Peter quoted me:

> As far as I know, the same completeness issue does not apply for the
> retroflex and palatal hooks -- so for those, use of the preformed
> base letters is probably the better recommendation, rather than use
> of the non-spacing diacritics together with ligature tables in the fonts.
> </quote>
> 
> and
> 
> Michael Everson wrote on 2002-10-16:
> 
> <quote>
> All of these things should be encoded as things-without-diacritics,
> as unitary characters.
> </quote>

And me again:

> <quote>
> My suggestion is just to bring in a proposal [for palatal-hook characters.]
> And name them all consistently
> as ...WITH PALATAL HOOK, to be consistent with U+01AB...
> 
> Given the fact that a precomposed palatal hook precedent exists, and that
> all the retroflex hook forms also got encoded -- all with no
> explicit decompositions, this way seems most consistent.

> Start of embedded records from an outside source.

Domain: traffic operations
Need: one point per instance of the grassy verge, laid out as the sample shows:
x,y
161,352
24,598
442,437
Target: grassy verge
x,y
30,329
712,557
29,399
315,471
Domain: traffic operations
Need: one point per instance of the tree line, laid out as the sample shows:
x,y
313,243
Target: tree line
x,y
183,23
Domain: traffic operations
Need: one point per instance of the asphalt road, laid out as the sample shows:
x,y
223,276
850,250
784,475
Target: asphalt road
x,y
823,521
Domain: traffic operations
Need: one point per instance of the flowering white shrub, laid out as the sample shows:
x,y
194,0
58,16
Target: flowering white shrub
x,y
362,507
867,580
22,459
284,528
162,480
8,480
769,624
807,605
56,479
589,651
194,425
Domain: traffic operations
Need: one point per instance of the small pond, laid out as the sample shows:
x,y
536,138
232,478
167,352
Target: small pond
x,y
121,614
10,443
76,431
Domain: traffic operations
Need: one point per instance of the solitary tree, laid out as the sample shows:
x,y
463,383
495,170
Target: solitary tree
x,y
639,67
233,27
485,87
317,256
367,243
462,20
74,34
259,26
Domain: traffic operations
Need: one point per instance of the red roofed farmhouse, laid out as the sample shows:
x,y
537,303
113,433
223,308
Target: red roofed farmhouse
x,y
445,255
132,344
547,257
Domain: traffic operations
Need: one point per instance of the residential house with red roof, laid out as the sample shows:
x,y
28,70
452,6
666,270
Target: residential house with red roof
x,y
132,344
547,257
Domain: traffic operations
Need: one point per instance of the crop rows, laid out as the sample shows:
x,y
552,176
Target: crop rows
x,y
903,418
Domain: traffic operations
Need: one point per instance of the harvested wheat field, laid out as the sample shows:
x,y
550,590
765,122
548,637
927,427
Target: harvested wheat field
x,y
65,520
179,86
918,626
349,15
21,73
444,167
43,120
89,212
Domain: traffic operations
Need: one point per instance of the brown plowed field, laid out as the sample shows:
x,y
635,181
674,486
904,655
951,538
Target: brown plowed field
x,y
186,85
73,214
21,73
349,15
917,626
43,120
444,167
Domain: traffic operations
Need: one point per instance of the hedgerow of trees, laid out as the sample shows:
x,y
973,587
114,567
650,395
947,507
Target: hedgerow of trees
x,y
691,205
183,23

I still think that is the most consistent way to deal with some
set of Latin letters with palatal hooks.

However, I would like to see indication, for the list that Peter
is assembling, that these are, indeed, in some established
orthographic practice, rather than being one-off's or manuscript
phonetic transcription practice. For the list of palatalized
entities that Peter showed, much more widespread is the
practice of using modifier letters: U+02B2 for IPA, U+02B8 for
Americanists, U+02B9 (or U+0301) for Slavicists, etc. Creating
palatal-hook v's, x's, k's, s's, and so on if they are not
in significant use and when multiple, equally accurate, 
alternative representations are available, may not be the best
thing to do.

> BTW, Ken, not too long ago we talked about overlaid-tilde typeforms, and
> you wanted to use the combining overlay in that case, but it seems to me
> that the same argument of inability to have generic application by rule
> applies in those cases. But I don't yet have what I'd consider good enough
> evidence for proposing a set of tilde-overlaid forms.

There is a good reason why technical transcriptional orthographies
don't tend to make generic use of overlaid diacritics. They just
aren't easy to use or very effective as diacritics.